Trovandone in Barbaria a guerreggiar contro infedeli, vennero oratori di Sicilia ad esporre la tirannide che li opprimea. Perchè questo reame appartiene alla consorte e a' figli nostri, non potemmo ricusare il nostro aiuto alla Sicilia. Qui saputo l'assedio di Messina, mandiamo a richiedervi che lo sciogliate; e, indugiando, muoveremo con le nostre forze. Questo è il compendio dell'epistola. Somiglianti parole mettonsi in bocca agli ambasciadori. Carlo risponde loro a voce: maravigliarsi della non provocata offesa del re d'Aragona; a sè appartenere il reame per concession della Chiesa; Pietro usurpane il titolo per false ragioni; ma troppo ei si affida in sè e in sua gente, se viene in arme contro a noi.

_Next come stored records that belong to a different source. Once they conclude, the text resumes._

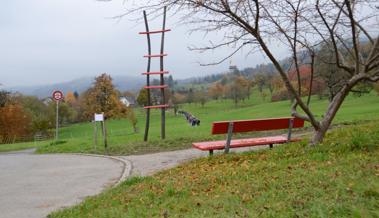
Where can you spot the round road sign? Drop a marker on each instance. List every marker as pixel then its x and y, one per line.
pixel 57 95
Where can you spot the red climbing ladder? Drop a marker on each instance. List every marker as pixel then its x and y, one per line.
pixel 160 73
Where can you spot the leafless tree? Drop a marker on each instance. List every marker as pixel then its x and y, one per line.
pixel 299 26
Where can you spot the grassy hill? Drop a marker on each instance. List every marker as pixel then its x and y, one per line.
pixel 122 140
pixel 336 179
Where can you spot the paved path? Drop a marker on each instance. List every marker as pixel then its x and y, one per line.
pixel 148 164
pixel 35 185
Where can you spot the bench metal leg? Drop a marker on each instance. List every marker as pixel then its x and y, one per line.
pixel 229 138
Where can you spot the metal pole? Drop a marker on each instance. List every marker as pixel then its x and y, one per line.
pixel 57 123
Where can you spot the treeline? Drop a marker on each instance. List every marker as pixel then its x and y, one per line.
pixel 317 76
pixel 24 117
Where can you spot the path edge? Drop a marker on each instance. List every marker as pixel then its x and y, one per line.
pixel 127 165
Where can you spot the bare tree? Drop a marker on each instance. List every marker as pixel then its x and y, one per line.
pixel 301 26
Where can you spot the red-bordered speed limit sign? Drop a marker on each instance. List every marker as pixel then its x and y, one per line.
pixel 57 95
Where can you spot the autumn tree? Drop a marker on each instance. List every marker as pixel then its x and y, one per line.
pixel 4 97
pixel 132 119
pixel 71 99
pixel 102 97
pixel 216 90
pixel 300 26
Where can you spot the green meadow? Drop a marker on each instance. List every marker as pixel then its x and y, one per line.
pixel 79 138
pixel 338 178
pixel 123 141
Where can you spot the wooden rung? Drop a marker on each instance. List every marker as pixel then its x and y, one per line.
pixel 155 56
pixel 155 73
pixel 157 31
pixel 156 106
pixel 156 87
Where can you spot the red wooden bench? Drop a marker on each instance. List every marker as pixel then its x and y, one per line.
pixel 241 126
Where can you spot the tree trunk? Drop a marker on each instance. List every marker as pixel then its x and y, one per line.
pixel 318 136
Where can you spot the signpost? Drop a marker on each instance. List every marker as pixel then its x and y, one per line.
pixel 100 118
pixel 57 96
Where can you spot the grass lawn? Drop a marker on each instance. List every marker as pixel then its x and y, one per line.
pixel 122 141
pixel 339 178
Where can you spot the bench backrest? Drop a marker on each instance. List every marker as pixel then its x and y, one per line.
pixel 240 126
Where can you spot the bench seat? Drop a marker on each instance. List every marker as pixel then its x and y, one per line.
pixel 238 143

Mostreremgli adesso com'ei s'è gittato a impresa da stolto.
Nella cronaca del monastero di San Bertino, Martene e Durand, Thes. Nov. Anec., tom. III, pag. 763, a un di presso è riportata nell'istessa guisa la lettera di Pietro; se non che s'aggiugne la circostanza, che a lui guerreggiante in Barberia, la corte romana negò ogni aiuto; sulla qual ragione, come si ritrae da diverse memorie, egli facea molto assegnamento. La risposta di re Carlo fu aspra e villana; e conchiudea, che se Pietro avesse voluto conservare ombra di riputazione, non avrebbe dovuto cacciar fuori il capo dalla sua spelonca. Vedrebbesi al fatto, se questo giovane sarebbe tanto audace da sostener i prodi Francesi pronti a combatterlo.
In sensi non molto diversi, ma in tenore più breve, si leggono le due epistole nella Cronica di Rouen, presso Labbe, Bibl. manuscripta, tom.